機器學習競賽王者演算法：XGBoost、LightGBM、CatBoost

12月 16, 2020

若是有參加過機器學習競賽的人應該都會聽過 XGBoost 這個橫掃各種競賽的演算法，其實後來也有衍生出 LightGBM 和 Cat boost 這兩種演算法可以使用，只是比較少人聽過，又鑒於這方面資料似乎比較少，就自己吃了一些學習資源來介紹，順便推動自己的學習，希望才疏學淺的本人可以幫助你更了解這三個常見演算法。

The map of machine Learning algorithms

Source

不論是 XGBoost, LightGBM 還是 Catboost，他們都屬於 Ensemble learning (集成式學習)中的 Boosting 方法。Ensemble learning 的基本想法就是一個不夠，你有沒有試過兩個？兩個不夠，你有沒有試過三個？也就是將多種學習方法都集合在一起使用，彼此互相補足，讓演算法的架構更加靈活。

Boosting

Boosting 是循序的演算法，一開始會先產生多個弱學習器(Weak learner)並讓它們不斷改正舊模型的錯誤，最後合成起來變成一個強學習器(Strong learner)。而所謂的弱學習器是指比隨機猜的表現還要更好一點的模型，這種學習器的訓練成本低、複雜度也低，同時也不易 Overfitting。正因為這些特性，所以我們才可以在短時間內訓練很多種弱學習器，彼此組合起來得到一個強力的模型。

Gradient Boosting

Gradient boosting 指的則是將梯度下降法(Gradient descent)應用到這些弱學習器的學習上，幫助最小化 error。這個方法的主要問題在於每跑一次 Gradient descent都需要重新建立一次學習器，這樣非常沒有效率，也因此 XGboost 出現了。

Gradient Boosting Decision Tree (GBDT)

當我們剛剛所提到的每一個弱學習器都是一個決策樹的時候，這個意圖學習並組合出最好的決策樹的Gradient Boosting就叫做GBDT。這也是我們目前最常見用來實作Gradient boosting的做法，同時，這樣做也正好緩和了決策樹容易Overfitting 的問題。今天的三大主題 XGBoost, LightGBM, CatBoost 都是基於 GBDT 的改進方法。

XGBoost

XGBoost的全名是 eXtreme Gradient Boosting，聽起來就很強很極限，實際上也真的很強很極限，可以比喻成是吃了類固醇的 Gradient Boosting。相較於循序學習的GBDT，XGBoost更加有效率、有彈性並且更輕量化，這是因為他能提供平行的決策樹Boosting，讓整個學習的過程不再是循序而是平行的。

XGBoost 的學習過程基於 level-wise tree pruning，在學習的時候它是在不同tree的同一個level上利用資訊獲利 ( information gain ) 的方式作為指標來挑選節點出來組合，雖然已經可以達到平行學習，但在資料量大時要去計算所有可能的 split 還是有點耗時，所以才會衍生出 LightGBM 和 CatBoost。

LightGBM

LightGBM 採用 Level-wise 和 leaf-wise 並行訓練，並且用 Gradient-based One-Side Sampling (GOSS)和 Exclusive Feature Bundling (EFB)兩種演算法來降低計算量。

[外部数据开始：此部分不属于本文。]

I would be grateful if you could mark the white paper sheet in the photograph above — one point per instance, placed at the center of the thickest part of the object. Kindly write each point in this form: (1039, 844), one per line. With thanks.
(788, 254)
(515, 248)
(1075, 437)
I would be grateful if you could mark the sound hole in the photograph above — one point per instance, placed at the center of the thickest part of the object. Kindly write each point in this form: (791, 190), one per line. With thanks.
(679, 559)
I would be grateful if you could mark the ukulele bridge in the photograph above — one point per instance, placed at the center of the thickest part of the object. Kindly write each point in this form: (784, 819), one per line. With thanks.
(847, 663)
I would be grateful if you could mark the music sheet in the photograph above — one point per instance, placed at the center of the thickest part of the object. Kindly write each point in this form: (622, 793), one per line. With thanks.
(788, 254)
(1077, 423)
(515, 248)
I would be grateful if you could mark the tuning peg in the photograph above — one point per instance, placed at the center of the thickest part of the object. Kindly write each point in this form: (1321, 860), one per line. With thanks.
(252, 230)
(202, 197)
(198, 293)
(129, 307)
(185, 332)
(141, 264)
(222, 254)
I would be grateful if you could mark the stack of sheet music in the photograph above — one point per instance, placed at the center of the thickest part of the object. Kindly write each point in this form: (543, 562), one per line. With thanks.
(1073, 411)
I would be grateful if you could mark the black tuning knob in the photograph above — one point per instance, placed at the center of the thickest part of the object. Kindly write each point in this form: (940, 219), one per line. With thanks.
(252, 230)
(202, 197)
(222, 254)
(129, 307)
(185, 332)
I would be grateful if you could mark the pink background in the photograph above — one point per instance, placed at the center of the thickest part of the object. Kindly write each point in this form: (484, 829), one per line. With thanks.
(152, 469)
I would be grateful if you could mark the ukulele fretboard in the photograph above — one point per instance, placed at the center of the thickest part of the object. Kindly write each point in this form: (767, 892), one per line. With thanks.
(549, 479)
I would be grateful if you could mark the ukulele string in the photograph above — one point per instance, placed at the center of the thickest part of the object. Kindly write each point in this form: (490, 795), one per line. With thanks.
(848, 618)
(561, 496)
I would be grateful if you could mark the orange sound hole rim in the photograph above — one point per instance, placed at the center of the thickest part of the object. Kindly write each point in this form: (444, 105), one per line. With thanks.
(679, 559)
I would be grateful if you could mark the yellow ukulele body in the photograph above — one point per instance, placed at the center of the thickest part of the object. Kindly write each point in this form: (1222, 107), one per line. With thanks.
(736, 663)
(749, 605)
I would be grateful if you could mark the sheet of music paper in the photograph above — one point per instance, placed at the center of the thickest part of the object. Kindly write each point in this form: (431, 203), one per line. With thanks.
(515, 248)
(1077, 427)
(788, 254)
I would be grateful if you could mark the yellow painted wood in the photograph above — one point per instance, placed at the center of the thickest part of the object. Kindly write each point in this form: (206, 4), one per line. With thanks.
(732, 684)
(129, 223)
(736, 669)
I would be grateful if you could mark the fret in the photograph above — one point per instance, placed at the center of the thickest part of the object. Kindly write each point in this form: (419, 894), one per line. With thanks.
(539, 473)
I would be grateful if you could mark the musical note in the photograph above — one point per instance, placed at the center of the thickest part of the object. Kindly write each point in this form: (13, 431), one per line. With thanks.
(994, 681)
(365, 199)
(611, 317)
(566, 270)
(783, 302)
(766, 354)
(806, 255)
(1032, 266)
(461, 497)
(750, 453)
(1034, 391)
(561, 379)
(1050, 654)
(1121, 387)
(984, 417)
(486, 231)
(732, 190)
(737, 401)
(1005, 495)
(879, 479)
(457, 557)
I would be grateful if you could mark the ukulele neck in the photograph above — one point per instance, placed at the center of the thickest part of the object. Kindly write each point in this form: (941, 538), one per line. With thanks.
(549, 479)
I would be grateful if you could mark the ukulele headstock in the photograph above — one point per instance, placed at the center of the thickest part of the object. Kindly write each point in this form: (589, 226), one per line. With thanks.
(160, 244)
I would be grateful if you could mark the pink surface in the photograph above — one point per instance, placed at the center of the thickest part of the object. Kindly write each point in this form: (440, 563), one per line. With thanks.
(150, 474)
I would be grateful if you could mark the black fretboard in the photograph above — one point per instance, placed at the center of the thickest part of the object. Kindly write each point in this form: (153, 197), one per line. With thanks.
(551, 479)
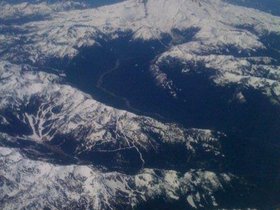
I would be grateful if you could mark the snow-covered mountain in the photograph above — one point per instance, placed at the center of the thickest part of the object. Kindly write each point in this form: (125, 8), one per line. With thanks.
(63, 148)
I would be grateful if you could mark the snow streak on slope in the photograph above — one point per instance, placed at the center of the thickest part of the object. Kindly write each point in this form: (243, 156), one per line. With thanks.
(116, 158)
(85, 187)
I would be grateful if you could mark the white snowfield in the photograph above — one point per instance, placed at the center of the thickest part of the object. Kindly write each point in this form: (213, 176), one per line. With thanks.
(32, 184)
(60, 30)
(221, 26)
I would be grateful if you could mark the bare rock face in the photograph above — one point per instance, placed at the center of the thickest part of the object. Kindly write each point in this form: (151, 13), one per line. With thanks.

其中，GOSS 是一種下採樣的抽樣演算法，首先它會先計算出所有樣本的 gradient並排序，接下來它會保留一些 gradient 較大的樣本並從剩下的 gradient 較小的樣本中隨機抽樣幾個出來留下。這是因為 gradient 大的表示還沒有經過充分的訓練，而gradient小表示已經有充分的訓練過，也因此，繼續對 gradient 小的樣本訓練非常沒有效率，所以才會以下採樣的方式減少它們的數量。而以隨機採樣的方式的原因是為了避免資料分布在過程中被改變，這麼做不僅可以減少計算量也能確保模型的準確度。　

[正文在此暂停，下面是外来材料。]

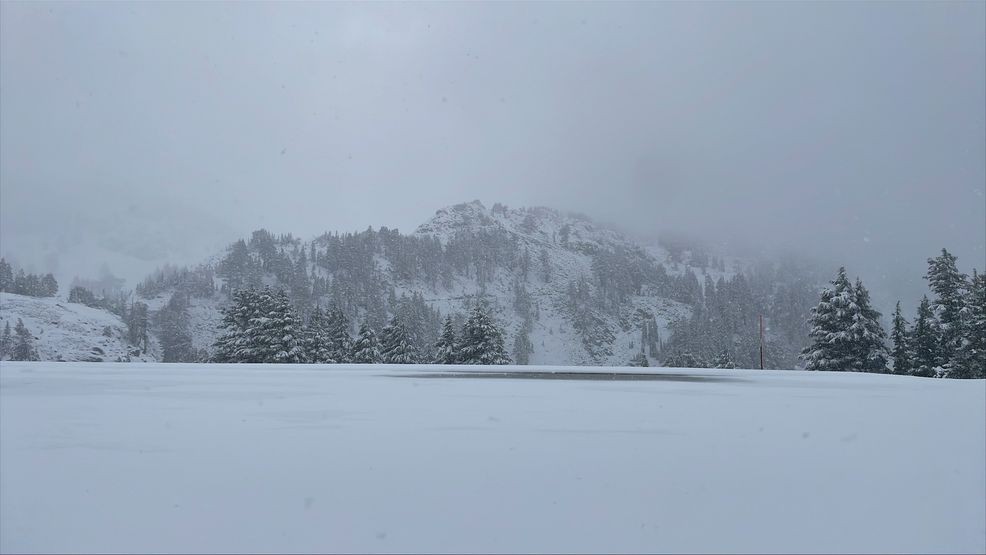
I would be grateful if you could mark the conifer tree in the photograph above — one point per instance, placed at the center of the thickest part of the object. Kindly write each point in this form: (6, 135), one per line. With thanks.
(481, 341)
(396, 345)
(366, 350)
(925, 342)
(342, 342)
(6, 341)
(234, 345)
(318, 341)
(971, 359)
(869, 338)
(639, 360)
(723, 362)
(831, 346)
(6, 276)
(523, 347)
(173, 320)
(277, 331)
(445, 347)
(901, 352)
(949, 286)
(48, 286)
(23, 345)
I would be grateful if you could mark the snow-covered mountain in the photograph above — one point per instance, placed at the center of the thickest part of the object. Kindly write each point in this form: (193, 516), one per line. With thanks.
(565, 289)
(70, 331)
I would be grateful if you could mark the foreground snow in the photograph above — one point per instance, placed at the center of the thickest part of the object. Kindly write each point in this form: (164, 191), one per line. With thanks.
(187, 458)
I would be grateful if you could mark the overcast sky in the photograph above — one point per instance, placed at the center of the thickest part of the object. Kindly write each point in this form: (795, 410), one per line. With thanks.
(854, 131)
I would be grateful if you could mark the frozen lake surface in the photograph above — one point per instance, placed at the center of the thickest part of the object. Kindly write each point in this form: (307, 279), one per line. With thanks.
(217, 458)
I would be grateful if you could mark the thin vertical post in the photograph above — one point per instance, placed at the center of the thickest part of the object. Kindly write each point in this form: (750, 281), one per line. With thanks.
(761, 341)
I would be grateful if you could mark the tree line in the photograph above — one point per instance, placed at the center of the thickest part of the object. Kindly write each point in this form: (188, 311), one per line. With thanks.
(262, 326)
(947, 338)
(21, 283)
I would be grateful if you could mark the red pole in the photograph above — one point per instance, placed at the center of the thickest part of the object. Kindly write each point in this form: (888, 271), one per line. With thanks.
(761, 341)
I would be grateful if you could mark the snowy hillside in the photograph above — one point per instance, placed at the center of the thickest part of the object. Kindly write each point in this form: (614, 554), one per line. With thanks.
(308, 459)
(69, 331)
(567, 243)
(564, 289)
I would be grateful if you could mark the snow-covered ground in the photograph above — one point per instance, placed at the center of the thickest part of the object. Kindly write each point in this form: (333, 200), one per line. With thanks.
(69, 331)
(192, 458)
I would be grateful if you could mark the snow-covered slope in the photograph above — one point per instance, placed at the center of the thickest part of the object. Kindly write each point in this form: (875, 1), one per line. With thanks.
(374, 459)
(543, 230)
(69, 331)
(581, 292)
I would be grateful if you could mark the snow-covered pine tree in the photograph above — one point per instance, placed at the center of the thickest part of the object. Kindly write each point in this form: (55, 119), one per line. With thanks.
(277, 330)
(831, 344)
(723, 362)
(869, 338)
(684, 360)
(233, 345)
(523, 347)
(971, 357)
(901, 351)
(6, 341)
(136, 321)
(481, 341)
(6, 276)
(48, 286)
(23, 346)
(925, 341)
(445, 347)
(342, 342)
(395, 345)
(949, 286)
(366, 349)
(639, 360)
(318, 343)
(173, 321)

EFB是用來降維的演算法，主要用途在於將多個 features 合併起來壓縮成一個。這是因為高維度的資料通常會有稀疏(sparse)的特色，這表示裡面有許多資料其實是多餘、不需要的，就像 One-hot encoding 中的0一樣。而 EFB 就是利用貪婪演算法找到這些稀疏的特徵，並將稀疏的特徵和真正的特徵做合併，達到降維的效果。

CatBoost

Cat 的意思是Categorial，這是因為它是針對類別型資料(Categorial data)去設計的，不過它仍然可以應用在迴歸問題上。CatBoost 最特別的是它基於對稱決策樹(symmetric or oblivious trees)。對稱決策樹是利用二元分割的方式創建 level-wise 的tree，也就是它只以一個feature作為分割基準，而問題也會分成只有是和否兩種選擇，這會讓決策樹的結構變得非常簡單，從這裡也看得出來為什麼它是針對類別問題去設計的。CatBoost 還有另一個用來避免 overfitting 的機制叫做 Ordered Boosting，它對 categorial feature 做隨機的排列組合，以此來增加組合的數量，避免 overfitting。

以結果來說，Catboost 的計算量是三者裡面需求最低的。

Important parameter of XGBoost, LightGBM and CatBoost

既然都提到它們是機器學習競賽的寵兒，當然要介紹一下這三者重要的參數有哪些，以便打比賽的時候可以有效率的硬 train 一波啊！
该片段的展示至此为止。